Treason Act 1540
- Parliament of England
- Long title: An Act declaring the Dissolution of the King's pretensed Marriage with the Lady Anne of Cleves.
- Citation: 32 Hen. 8. c. 25
- Territorial extent: England and Wales

Dates
- Royal assent: 24 July 1540
- Commencement: 12 April 1540
- Repealed: 30 July 1948

Other legislation
- Repealed by: Statute Law Revision Act 1948

Status: Repealed

Text of statute as originally enacted

= Treason Act 1540 =

Act of the Parliament of England

The Treason Act 1540 (32 Hen. 8. c. 25) was an act of the Parliament of England. Its long title was "An Act declaring the Dissolution of the King's pretensed Marriage with the Lady Anne of Cleves."

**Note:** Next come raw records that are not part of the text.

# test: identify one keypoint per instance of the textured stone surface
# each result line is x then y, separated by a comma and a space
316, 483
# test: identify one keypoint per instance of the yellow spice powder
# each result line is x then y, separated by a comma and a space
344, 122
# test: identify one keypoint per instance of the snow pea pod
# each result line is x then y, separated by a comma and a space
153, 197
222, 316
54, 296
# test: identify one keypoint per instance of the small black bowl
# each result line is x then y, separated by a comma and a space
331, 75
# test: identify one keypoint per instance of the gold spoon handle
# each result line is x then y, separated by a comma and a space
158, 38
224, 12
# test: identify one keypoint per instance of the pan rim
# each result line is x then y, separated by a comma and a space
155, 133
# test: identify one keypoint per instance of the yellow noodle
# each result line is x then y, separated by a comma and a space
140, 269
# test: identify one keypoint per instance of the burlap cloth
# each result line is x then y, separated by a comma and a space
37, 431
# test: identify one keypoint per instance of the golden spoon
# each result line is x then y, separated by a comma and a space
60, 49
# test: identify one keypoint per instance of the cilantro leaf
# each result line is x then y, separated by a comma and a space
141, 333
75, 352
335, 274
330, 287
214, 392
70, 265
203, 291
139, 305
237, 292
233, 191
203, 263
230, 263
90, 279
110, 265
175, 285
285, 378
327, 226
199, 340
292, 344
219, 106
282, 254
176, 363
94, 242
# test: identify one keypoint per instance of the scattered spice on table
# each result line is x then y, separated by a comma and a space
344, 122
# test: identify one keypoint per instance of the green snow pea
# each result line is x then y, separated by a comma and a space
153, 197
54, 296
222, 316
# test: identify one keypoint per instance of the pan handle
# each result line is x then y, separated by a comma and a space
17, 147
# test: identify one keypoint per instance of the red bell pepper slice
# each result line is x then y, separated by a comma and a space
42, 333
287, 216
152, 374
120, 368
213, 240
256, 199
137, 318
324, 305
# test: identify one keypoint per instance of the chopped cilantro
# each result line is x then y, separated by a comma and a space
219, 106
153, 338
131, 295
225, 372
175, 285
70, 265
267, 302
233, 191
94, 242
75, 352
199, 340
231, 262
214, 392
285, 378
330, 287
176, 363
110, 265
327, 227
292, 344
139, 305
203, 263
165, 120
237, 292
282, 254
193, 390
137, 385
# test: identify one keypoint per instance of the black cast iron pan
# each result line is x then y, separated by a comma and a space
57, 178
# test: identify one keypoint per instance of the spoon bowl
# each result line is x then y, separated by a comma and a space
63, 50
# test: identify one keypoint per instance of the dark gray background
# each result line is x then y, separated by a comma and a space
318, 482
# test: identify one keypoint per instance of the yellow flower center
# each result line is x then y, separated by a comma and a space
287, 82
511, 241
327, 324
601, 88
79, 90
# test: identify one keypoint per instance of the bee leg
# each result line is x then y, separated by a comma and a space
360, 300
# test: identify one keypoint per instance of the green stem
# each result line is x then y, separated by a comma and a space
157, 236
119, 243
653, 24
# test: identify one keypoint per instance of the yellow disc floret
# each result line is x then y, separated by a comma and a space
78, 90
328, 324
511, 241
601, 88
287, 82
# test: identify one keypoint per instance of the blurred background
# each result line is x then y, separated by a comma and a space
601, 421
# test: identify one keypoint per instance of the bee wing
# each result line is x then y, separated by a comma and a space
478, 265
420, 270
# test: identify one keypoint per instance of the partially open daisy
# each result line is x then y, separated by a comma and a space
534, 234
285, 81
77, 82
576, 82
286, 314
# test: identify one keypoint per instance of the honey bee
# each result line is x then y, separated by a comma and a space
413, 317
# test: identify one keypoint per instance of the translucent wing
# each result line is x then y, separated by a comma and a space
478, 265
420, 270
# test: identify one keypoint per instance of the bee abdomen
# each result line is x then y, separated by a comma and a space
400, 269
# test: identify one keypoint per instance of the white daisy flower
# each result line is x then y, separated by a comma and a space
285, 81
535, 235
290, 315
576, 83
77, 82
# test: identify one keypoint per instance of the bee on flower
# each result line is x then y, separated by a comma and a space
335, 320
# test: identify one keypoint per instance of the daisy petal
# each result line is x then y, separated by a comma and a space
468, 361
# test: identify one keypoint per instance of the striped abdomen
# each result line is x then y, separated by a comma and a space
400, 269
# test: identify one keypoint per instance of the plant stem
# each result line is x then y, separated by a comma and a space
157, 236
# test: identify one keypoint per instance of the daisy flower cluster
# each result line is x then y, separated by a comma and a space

The act confirmed that the marriage between King Henry VIII and Anne of Cleves was annulled. They had married on 6 January 1540, but Henry had had the marriage annulled on 9 July of the same year. The act also made it high treason for anyone "by word or deed, to accept, take, judge, or believe the said marriage to be good, or to procure or do any thing to the repeal of this act."

== Subsequent developments ==
The whole act was repealed by section 1 of, and the schedule to, the Statute Law Revision Act 1948 (11 & 12 Geo. 6. c. 62).